Both the models Deepgrow 2D & 3D have a specific input model size. For CT, Deepgrow 2D is not known have any effects with the model input size yet if the user wants they can modify it as per their need on Line 57.
For Deepgrow 3D a similar modification can be made at Line 45: model_size=(128, 192, 192)
. The performance of Deepgrow 3D can moderately depend upon the input size, a smaller size is viable for smaller organs and a larger size for bigger organs such as Liver etc.
Deepgrow specific hyper-parameters can be found at Lines 110 and 111:
max_train_interactions=15, max_val_interactions=20,
The training process of Deepgrow is dependent upon the number of clicks or positive & negative guidance points that are provided in a training pair sample before the deep learning model takes a complete step of forward-backward pass. Performance of it has been shown to be optimal for 10-20 clicks in Sakinis et. al. We do not recommend manual tuning of this parameter.

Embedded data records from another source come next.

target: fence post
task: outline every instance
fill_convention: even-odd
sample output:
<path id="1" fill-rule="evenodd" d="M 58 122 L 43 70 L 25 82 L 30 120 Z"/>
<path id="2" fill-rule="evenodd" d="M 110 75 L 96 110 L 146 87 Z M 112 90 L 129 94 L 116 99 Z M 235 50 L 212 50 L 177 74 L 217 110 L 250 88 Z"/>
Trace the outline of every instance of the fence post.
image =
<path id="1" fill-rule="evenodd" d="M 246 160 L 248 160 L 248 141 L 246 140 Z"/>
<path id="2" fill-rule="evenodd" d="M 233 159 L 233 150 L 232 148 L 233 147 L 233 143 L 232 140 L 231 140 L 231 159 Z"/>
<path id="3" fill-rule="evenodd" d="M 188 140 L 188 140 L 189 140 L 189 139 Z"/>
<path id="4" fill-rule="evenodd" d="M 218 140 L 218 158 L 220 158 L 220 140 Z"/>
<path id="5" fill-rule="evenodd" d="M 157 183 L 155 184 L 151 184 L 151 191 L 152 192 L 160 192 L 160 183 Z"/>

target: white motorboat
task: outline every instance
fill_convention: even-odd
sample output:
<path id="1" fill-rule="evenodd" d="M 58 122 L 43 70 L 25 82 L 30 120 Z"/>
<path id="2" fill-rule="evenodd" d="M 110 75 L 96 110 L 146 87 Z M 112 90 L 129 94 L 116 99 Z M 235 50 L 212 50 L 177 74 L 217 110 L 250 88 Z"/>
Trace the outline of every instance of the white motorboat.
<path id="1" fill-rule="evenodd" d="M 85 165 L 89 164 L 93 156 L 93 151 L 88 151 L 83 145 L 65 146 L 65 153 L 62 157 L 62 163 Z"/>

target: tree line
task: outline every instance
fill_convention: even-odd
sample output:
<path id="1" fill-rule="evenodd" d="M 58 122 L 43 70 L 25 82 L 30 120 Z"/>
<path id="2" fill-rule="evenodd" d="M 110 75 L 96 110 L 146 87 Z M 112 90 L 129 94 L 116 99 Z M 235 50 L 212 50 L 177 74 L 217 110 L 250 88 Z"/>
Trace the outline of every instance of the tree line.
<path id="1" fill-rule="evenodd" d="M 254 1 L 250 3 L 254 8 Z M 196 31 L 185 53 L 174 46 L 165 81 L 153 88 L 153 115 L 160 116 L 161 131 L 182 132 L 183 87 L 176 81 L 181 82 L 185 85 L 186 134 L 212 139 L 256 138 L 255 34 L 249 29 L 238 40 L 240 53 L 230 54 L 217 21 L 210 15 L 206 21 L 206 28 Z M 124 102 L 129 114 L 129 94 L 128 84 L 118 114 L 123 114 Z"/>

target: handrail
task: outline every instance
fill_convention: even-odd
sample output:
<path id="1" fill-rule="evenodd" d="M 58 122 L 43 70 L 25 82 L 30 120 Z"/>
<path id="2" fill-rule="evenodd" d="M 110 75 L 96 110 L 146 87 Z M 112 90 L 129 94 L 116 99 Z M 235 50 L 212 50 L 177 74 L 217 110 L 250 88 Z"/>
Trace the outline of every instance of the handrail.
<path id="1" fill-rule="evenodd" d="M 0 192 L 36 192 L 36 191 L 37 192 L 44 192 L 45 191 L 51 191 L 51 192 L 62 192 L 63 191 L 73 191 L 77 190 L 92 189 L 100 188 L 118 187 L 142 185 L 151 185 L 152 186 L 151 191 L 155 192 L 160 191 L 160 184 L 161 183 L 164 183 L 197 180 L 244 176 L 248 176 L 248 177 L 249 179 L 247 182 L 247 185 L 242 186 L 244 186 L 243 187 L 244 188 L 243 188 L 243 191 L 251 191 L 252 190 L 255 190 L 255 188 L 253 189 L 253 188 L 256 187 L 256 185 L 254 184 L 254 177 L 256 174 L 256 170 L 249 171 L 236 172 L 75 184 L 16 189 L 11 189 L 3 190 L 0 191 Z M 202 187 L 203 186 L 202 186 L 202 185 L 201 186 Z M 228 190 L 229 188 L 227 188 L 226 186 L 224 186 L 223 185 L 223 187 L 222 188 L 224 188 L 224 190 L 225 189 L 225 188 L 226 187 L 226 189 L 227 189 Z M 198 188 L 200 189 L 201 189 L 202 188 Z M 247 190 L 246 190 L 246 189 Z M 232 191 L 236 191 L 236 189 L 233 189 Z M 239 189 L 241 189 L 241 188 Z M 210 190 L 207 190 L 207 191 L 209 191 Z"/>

DeepGrow 3D is quite memory intensive and we do not recommend increasing your batch size to more than 1, if you do not have a GPU with greater than 12GB of memory.
For DeepGrow 2D the batchsize is set to 4. These hyper-parameters can be configured at Lines 123-124.
If there occurs a situation where there is a need of a transform that does not exist in Project MONAI, additional transforms can be introduced here.